Ex 1: Type Class Derivation

Automatic derivation of type class instances is one of many problems that TH can solve. Although this problem can also be solved by generics, the compilation times are usually longer. For this reason, template haskell is still the preferred way to generate type class instances at compile time.

Here we present an example of how to derive the type class Foldable for arbitrary datatypes.

data List a 
  = Nil 
  | Cons a (List a)
deriveFoldable ''List

The implementation is as follows:

data Deriving = Deriving { tyCon :: Name, tyVar :: Name }
  deriving (Typeable)

deriveFoldable :: Name -> Q [Dec]
deriveFoldable ty = do
  (TyConI tyCon) <- reify ty
  (tyConName, tyVars, cs) <- case tyCon of
    DataD _ nm tyVars _ cs _   -> return (nm, tyVars, cs)
    NewtypeD _ nm tyVars _ c _ -> return (nm, tyVars, [c])
    _ -> fail "deriveFoldable: tyCon may not be a type synonym."

  let (KindedTV tyVar StarT) = last tyVars
  putQ $ Deriving tyConName tyVar

  let instanceType = conT ''Foldable `appT` foldl' apply (conT tyConName) (init tyVars)
  foldableD <- instanceD (return []) instanceType [genFoldMap cs]
  return [foldableD]

  where
    apply t (PlainTV name)    = appT t (varT name)
    apply t (KindedTV name _) = appT t (varT name)
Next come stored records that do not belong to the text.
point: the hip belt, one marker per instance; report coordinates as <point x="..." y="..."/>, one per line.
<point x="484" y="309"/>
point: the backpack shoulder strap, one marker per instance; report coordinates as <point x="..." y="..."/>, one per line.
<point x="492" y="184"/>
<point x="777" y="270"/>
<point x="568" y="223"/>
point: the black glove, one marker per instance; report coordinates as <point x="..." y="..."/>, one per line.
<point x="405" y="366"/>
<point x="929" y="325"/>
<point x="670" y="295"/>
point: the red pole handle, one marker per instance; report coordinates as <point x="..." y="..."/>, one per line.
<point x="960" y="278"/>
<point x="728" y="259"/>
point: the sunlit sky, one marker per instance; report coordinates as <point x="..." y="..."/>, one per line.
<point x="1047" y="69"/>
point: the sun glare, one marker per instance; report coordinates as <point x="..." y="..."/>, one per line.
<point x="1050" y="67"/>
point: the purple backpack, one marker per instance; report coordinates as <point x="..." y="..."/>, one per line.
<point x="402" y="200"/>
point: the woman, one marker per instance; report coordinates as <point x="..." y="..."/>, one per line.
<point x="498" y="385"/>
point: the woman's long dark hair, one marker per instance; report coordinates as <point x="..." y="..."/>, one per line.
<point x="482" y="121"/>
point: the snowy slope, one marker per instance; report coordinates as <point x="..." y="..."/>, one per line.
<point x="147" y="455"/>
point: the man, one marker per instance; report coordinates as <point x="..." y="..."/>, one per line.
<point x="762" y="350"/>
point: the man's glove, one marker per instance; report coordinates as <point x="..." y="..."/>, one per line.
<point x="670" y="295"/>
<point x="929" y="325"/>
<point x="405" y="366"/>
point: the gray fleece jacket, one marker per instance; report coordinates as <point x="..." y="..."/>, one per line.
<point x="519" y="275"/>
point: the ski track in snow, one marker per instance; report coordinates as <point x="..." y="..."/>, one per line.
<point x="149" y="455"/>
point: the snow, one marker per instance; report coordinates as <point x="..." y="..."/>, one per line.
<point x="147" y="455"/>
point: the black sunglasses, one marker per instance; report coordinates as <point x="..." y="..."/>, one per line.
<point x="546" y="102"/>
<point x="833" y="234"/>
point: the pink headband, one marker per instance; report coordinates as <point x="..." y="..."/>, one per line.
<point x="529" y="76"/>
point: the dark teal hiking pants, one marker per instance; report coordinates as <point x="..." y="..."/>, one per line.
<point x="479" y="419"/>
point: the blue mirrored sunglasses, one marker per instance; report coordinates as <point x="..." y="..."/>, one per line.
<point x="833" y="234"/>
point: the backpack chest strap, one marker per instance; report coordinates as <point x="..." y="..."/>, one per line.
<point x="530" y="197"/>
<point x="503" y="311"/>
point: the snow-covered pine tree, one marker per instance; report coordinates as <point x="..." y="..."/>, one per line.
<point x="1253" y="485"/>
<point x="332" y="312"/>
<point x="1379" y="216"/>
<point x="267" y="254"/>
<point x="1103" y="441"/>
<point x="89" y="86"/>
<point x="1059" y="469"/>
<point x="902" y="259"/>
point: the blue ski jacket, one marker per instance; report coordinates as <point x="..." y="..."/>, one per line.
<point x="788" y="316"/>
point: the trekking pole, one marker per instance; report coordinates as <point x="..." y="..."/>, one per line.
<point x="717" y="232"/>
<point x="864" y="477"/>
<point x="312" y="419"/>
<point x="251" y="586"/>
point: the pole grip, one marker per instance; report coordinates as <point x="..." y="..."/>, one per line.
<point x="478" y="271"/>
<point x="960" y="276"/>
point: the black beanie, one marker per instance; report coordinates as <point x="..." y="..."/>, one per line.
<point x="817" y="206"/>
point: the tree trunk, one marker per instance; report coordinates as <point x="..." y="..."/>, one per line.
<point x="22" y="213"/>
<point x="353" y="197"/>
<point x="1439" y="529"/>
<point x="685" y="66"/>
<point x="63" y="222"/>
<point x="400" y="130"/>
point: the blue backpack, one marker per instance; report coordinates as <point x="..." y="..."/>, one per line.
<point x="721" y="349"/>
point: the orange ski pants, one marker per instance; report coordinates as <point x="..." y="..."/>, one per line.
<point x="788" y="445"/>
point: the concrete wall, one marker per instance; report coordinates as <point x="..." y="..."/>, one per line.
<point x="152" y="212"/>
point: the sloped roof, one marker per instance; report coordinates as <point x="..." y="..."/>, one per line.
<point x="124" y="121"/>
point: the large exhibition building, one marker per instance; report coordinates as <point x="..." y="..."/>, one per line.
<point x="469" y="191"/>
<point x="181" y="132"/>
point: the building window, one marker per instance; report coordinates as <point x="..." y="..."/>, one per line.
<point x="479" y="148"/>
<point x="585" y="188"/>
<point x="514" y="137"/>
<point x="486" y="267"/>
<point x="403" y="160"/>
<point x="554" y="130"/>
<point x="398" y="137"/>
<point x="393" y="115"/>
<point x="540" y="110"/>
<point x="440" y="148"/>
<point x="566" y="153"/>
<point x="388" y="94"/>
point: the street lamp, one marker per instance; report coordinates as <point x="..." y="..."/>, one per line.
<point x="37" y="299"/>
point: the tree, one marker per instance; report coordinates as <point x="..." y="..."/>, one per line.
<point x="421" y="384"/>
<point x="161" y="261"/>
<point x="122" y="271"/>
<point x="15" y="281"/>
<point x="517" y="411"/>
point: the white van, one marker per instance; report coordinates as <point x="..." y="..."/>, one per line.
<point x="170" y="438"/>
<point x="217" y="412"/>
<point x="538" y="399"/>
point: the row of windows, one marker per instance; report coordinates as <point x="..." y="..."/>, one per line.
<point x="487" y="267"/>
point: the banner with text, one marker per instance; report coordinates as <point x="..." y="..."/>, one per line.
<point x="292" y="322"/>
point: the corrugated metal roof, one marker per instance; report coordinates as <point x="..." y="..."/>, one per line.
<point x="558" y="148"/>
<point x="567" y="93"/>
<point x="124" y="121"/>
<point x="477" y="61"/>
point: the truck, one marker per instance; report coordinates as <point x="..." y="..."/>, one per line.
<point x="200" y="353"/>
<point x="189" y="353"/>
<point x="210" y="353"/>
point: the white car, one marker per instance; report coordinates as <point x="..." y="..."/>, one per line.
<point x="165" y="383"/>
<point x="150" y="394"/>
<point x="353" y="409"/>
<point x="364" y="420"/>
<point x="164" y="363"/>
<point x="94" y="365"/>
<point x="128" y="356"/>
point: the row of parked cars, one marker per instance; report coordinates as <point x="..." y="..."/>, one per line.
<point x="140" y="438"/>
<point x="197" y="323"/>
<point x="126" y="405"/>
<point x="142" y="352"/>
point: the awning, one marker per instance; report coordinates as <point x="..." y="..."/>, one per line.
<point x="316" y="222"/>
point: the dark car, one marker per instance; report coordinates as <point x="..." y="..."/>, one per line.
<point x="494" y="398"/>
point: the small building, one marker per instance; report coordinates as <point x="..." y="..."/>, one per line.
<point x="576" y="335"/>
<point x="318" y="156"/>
genFoldMap :: [Con] -> Q Dec
genFoldMap cs = funD 'foldMap (genFoldMapClause <$> cs)

genFoldMapClause :: Con -> Q Clause
genFoldMapClause (NormalC name fieldTypes)
  = do f          <- newName "f"
       fieldNames <- replicateM (length fieldTypes) (newName "x")

       let pats = varP f : [conP name (map varP fieldNames)]
           newFields = newField f <$> zip fieldNames (snd <$> fieldTypes)
           body = normalB $
             foldl' (\ b x -> [| $b <> $x |]) (varE 'mempty) newFields

       clause pats body []
genFoldMapClause _ = error "Not supported yet"

newField :: Name -> (Name, Type) -> ExpQ
newField f (x, fieldType) = do
  Just (Deriving typeCon typeVar) <- getQ
  case fieldType of
    VarT typeVar' | typeVar' == typeVar ->
      [| $(varE f) $(varE x) |]

    AppT ty (VarT typeVar') | leftmost ty == ConT typeCon && typeVar' == typeVar ->
        [| foldMap $(varE f) $(varE x) |]

    _ -> [| mempty |]
    
leftmost :: Type -> Type
leftmost (AppT ty1 _) = leftmost ty1
leftmost ty           = ty

Ex 2: N-ary Function Generation

Have you ever written a function like snd3 :: (a, b, c) -> b or snd4 :: (a, b, c, d) -> b ? Then, you can do better by letting the compiler write those boilerplate and error-prone functions for you.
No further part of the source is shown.